Peter you are rubbing it in. Would that we yanks had the good sense to use the SI method of calculation. Sure enough it would be easier. How convenient that a liter of water is a Kg. In our case we say that "a pint is a pound the world around". A cute homily but not quite accurate. Oh well! Perhaps we will come to our senses one day.

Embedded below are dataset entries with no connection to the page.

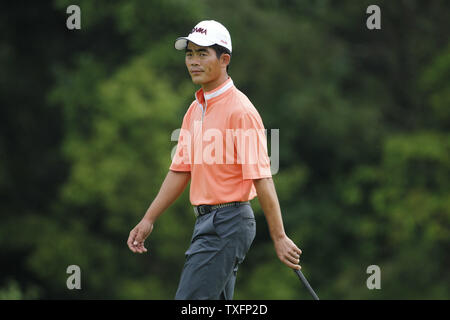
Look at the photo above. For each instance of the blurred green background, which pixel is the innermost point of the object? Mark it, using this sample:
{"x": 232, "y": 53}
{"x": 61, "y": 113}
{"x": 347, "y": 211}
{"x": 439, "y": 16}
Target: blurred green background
{"x": 86, "y": 118}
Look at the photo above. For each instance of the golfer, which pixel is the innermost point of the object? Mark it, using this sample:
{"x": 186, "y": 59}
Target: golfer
{"x": 222, "y": 152}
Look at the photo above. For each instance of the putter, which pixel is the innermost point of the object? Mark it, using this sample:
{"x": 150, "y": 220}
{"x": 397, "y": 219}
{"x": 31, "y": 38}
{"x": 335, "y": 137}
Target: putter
{"x": 305, "y": 282}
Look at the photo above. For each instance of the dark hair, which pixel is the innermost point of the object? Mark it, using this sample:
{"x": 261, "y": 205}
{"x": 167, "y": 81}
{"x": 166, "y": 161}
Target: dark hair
{"x": 220, "y": 50}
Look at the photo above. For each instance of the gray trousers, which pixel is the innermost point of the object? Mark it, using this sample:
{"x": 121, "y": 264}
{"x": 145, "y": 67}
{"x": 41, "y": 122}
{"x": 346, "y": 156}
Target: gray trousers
{"x": 220, "y": 241}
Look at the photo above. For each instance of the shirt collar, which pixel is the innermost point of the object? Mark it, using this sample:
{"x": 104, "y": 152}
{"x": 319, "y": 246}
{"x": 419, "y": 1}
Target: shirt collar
{"x": 201, "y": 96}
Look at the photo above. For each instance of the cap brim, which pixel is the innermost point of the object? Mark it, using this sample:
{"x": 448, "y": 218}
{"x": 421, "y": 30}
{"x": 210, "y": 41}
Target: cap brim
{"x": 181, "y": 43}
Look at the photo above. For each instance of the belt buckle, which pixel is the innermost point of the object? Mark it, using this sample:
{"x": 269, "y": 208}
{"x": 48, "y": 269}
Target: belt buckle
{"x": 199, "y": 210}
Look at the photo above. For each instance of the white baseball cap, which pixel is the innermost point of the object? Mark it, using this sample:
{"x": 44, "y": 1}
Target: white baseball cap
{"x": 206, "y": 33}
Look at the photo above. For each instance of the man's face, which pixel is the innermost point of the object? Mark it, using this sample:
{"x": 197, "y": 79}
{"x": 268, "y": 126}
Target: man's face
{"x": 202, "y": 64}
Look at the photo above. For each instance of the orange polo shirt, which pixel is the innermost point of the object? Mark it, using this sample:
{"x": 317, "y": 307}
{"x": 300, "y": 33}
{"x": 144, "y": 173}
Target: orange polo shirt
{"x": 223, "y": 144}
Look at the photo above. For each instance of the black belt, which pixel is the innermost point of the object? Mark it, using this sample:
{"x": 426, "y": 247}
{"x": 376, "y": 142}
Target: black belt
{"x": 207, "y": 208}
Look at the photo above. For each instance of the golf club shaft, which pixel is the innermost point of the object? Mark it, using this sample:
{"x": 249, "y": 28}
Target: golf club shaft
{"x": 305, "y": 282}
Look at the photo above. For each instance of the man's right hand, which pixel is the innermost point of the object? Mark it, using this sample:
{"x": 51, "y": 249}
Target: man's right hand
{"x": 138, "y": 235}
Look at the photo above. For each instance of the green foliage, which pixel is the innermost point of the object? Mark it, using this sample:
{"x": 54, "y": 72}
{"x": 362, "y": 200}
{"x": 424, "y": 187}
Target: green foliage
{"x": 85, "y": 143}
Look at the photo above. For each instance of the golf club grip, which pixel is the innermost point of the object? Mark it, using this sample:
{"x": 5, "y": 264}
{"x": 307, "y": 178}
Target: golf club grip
{"x": 305, "y": 282}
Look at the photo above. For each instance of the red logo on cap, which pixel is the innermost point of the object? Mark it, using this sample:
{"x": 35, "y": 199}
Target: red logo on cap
{"x": 201, "y": 30}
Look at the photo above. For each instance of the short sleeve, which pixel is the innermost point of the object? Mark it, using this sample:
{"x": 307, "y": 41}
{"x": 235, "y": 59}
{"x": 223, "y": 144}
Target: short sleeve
{"x": 251, "y": 147}
{"x": 181, "y": 160}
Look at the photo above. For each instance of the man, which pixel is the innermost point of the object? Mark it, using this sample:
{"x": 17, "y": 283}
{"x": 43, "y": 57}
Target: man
{"x": 220, "y": 188}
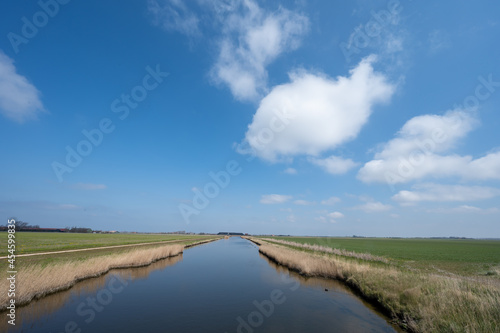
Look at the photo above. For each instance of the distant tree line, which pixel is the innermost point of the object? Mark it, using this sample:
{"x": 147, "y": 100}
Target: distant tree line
{"x": 20, "y": 225}
{"x": 79, "y": 230}
{"x": 25, "y": 226}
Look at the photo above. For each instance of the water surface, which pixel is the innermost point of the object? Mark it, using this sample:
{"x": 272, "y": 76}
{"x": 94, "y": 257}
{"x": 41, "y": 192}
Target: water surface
{"x": 224, "y": 286}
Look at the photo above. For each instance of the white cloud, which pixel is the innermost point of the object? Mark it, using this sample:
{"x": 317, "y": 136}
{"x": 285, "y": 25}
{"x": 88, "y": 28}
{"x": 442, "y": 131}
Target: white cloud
{"x": 464, "y": 209}
{"x": 330, "y": 217}
{"x": 419, "y": 151}
{"x": 174, "y": 15}
{"x": 253, "y": 38}
{"x": 314, "y": 113}
{"x": 19, "y": 99}
{"x": 270, "y": 199}
{"x": 438, "y": 40}
{"x": 304, "y": 203}
{"x": 374, "y": 207}
{"x": 445, "y": 193}
{"x": 330, "y": 201}
{"x": 334, "y": 164}
{"x": 336, "y": 215}
{"x": 290, "y": 171}
{"x": 88, "y": 186}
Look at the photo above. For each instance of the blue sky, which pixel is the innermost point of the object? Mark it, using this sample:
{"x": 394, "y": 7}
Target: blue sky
{"x": 375, "y": 118}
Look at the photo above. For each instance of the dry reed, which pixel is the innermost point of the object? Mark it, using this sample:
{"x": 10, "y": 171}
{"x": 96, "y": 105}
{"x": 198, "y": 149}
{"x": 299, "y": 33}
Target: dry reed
{"x": 325, "y": 249}
{"x": 418, "y": 302}
{"x": 35, "y": 281}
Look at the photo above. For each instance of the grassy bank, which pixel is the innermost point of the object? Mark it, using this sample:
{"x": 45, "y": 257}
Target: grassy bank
{"x": 35, "y": 242}
{"x": 471, "y": 257}
{"x": 419, "y": 301}
{"x": 44, "y": 275}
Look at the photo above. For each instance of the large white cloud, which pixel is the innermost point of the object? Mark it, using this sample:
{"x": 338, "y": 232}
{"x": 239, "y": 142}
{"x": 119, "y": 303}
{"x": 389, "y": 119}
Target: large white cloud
{"x": 252, "y": 39}
{"x": 249, "y": 37}
{"x": 445, "y": 193}
{"x": 422, "y": 149}
{"x": 19, "y": 99}
{"x": 314, "y": 113}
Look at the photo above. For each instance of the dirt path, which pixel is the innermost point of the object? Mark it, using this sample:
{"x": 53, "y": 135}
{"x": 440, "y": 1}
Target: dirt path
{"x": 97, "y": 248}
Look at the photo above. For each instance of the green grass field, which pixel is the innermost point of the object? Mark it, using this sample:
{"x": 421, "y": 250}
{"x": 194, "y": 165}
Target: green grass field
{"x": 33, "y": 242}
{"x": 458, "y": 256}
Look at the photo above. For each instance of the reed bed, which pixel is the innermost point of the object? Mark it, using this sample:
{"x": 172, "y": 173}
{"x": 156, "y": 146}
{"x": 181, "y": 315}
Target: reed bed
{"x": 35, "y": 281}
{"x": 325, "y": 249}
{"x": 417, "y": 301}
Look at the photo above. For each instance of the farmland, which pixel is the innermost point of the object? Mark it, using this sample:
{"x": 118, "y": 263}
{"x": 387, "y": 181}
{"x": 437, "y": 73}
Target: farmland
{"x": 457, "y": 256}
{"x": 35, "y": 242}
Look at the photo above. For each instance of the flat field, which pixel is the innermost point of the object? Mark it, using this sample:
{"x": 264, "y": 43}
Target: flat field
{"x": 457, "y": 256}
{"x": 33, "y": 242}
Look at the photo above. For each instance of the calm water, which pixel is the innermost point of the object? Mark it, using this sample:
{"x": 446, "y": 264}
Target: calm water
{"x": 224, "y": 286}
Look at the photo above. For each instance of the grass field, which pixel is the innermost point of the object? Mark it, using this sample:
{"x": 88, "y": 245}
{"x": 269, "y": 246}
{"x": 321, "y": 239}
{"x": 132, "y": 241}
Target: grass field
{"x": 457, "y": 256}
{"x": 425, "y": 285}
{"x": 33, "y": 242}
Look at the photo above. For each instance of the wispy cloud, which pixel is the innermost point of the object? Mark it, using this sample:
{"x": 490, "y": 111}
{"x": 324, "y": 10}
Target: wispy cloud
{"x": 252, "y": 39}
{"x": 331, "y": 201}
{"x": 464, "y": 209}
{"x": 373, "y": 207}
{"x": 304, "y": 203}
{"x": 89, "y": 186}
{"x": 271, "y": 199}
{"x": 445, "y": 193}
{"x": 174, "y": 15}
{"x": 334, "y": 165}
{"x": 330, "y": 217}
{"x": 438, "y": 40}
{"x": 422, "y": 148}
{"x": 19, "y": 99}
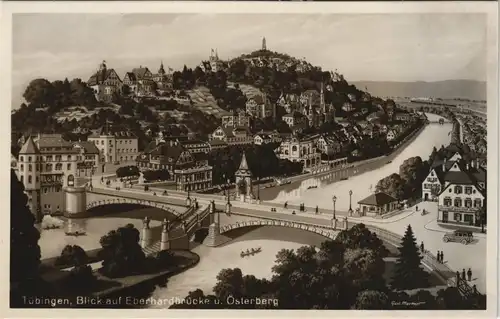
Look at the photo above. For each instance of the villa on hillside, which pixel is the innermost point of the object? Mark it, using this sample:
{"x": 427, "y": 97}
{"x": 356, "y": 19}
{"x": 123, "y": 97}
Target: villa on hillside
{"x": 233, "y": 135}
{"x": 105, "y": 83}
{"x": 301, "y": 150}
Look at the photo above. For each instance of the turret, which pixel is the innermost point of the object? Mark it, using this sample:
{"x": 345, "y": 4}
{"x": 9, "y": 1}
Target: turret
{"x": 29, "y": 175}
{"x": 161, "y": 70}
{"x": 29, "y": 165}
{"x": 165, "y": 241}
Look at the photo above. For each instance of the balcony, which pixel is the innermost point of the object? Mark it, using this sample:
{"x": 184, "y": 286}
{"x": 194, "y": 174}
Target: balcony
{"x": 458, "y": 209}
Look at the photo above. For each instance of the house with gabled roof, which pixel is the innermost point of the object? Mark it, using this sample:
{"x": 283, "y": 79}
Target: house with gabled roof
{"x": 233, "y": 135}
{"x": 377, "y": 204}
{"x": 190, "y": 171}
{"x": 105, "y": 83}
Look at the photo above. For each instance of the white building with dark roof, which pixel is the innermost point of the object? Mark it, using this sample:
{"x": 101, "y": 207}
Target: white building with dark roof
{"x": 115, "y": 144}
{"x": 46, "y": 164}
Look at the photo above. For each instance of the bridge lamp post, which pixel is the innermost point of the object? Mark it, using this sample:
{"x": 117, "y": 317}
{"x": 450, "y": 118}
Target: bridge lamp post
{"x": 228, "y": 191}
{"x": 350, "y": 202}
{"x": 258, "y": 188}
{"x": 334, "y": 198}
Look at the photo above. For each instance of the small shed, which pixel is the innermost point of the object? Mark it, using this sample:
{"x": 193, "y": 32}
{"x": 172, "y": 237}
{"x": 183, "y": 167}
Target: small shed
{"x": 377, "y": 204}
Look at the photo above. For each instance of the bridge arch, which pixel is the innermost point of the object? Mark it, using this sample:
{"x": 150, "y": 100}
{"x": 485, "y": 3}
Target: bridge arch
{"x": 327, "y": 232}
{"x": 140, "y": 202}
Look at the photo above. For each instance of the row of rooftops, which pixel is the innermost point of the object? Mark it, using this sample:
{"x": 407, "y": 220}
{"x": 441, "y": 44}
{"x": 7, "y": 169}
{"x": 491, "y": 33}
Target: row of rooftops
{"x": 54, "y": 143}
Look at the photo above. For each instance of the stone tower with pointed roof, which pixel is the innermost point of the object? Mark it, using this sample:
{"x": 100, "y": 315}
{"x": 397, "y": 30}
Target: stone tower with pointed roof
{"x": 243, "y": 178}
{"x": 29, "y": 175}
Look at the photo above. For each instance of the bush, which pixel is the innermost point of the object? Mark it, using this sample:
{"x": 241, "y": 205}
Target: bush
{"x": 81, "y": 278}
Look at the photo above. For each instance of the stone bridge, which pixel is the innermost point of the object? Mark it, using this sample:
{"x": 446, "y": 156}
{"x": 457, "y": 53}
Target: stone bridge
{"x": 81, "y": 200}
{"x": 221, "y": 222}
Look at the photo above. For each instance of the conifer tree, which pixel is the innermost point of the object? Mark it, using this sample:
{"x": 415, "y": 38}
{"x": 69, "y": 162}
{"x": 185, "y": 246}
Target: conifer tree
{"x": 408, "y": 272}
{"x": 24, "y": 249}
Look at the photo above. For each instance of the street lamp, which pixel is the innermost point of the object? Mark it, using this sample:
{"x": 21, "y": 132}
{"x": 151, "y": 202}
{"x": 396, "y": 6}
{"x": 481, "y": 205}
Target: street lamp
{"x": 228, "y": 193}
{"x": 258, "y": 188}
{"x": 350, "y": 202}
{"x": 334, "y": 198}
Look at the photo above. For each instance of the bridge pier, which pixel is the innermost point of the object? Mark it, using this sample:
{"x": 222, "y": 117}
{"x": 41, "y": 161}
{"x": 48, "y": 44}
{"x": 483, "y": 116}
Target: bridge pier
{"x": 165, "y": 241}
{"x": 214, "y": 237}
{"x": 76, "y": 201}
{"x": 147, "y": 235}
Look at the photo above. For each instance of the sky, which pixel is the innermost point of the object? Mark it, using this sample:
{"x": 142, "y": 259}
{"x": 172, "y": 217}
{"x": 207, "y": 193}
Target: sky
{"x": 363, "y": 47}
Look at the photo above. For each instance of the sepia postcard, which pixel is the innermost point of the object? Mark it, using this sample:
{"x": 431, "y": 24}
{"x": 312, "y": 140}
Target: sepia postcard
{"x": 256, "y": 159}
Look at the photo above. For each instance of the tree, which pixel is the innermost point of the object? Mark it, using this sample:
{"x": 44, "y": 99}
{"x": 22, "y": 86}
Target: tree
{"x": 121, "y": 253}
{"x": 409, "y": 273}
{"x": 24, "y": 249}
{"x": 39, "y": 92}
{"x": 360, "y": 237}
{"x": 372, "y": 300}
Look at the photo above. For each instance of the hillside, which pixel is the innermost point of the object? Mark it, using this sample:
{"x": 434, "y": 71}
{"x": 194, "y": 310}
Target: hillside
{"x": 474, "y": 90}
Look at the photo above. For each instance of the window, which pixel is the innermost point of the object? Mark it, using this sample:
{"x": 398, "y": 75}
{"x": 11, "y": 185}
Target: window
{"x": 468, "y": 202}
{"x": 477, "y": 202}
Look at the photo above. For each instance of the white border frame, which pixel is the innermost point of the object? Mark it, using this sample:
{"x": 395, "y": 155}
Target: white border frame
{"x": 489, "y": 8}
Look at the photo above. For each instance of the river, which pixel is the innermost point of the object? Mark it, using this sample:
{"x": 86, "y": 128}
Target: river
{"x": 212, "y": 260}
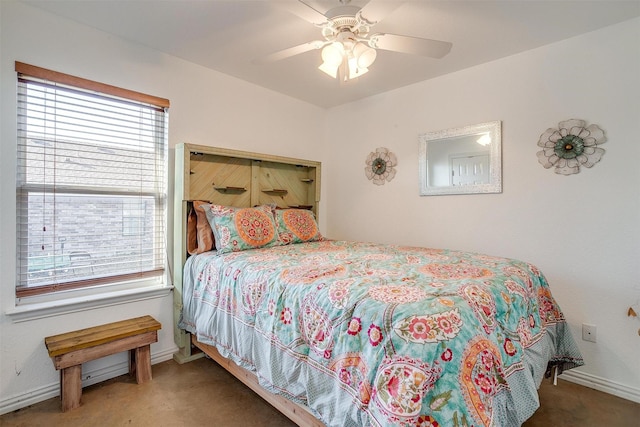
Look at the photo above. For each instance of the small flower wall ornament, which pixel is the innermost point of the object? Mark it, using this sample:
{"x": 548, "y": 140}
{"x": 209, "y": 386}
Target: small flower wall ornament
{"x": 380, "y": 166}
{"x": 570, "y": 146}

One more thing. I am not so sure that Oz beer is better than ours, although we do put ours in containers that are calibrated in silly units such as ounces.

 

Not quite, Peter.

The problem is, that due to international standards, a NPS 6" (DN 150mm) pipe is actually 6.625" (168.3mm) OD. So it's not just an imperial vs metric thing. Also 1kg = 1L only with 100% fresh water and only at 4+/- degrees C, significantly below the temperature of most bodies of water, so you should use a density of ~.999 for most fresh water and 1.0259 for salt water for real calculations. Finaly 1 lb is defined as 0.4535924 kg so the conversion would be 2.2046

We need to avoid that whole Mars Climate Orbiter thing again...

 

Now that I'm thoroughly confused can someone tell me what a 13" diameter round tire inner tube will float when inflated to 6" round(diameter)in fresh water?

 

hmmm
lets see if I can rip that out of my ***

ok
13 outside diameter of a 6 inch thick tube floating in fresh water

in short
yes it will float if inflated with air

if inflated with concrete then
no
it will not float

its volume would be the same as for a tube of the same length as the torus when measured at its center for diameter

so the radius of a circle of 13" diameter is 26
subtract 6 to abtain the center of torus diameter and you get 20
20 x pi = ~63
an 63" long tube 6" diameter
3.1416 x 3^2 x 63 =1781 cu/inchs
/231 cu/inchs pr gallon = 7.7 gallons at 8.35 lbs = 64.39 lbs

so what does the material you made the torus out of weight and I can tell you how many you will need to make that Kayak float

 

Thanks Boston

 

Boston, you can save a couple of steps in the bouyancy calcs by dismissing gallons. Find the total volume in cubic inches and multiply by 0.03611 and you get pounds of bouyancy. Or if you want to know the required volume for a particular weight...divide the weight by the same number. 100 pounds needs 100/0.03611= 2769 cubic inches of volume....etc This is suitably accuate only for fresh water and if more precision is required for salt water you change the number slightly, as follows 64/1728= 0.03703 All we are doing is finding pounds per cubic inch and using the number to play with.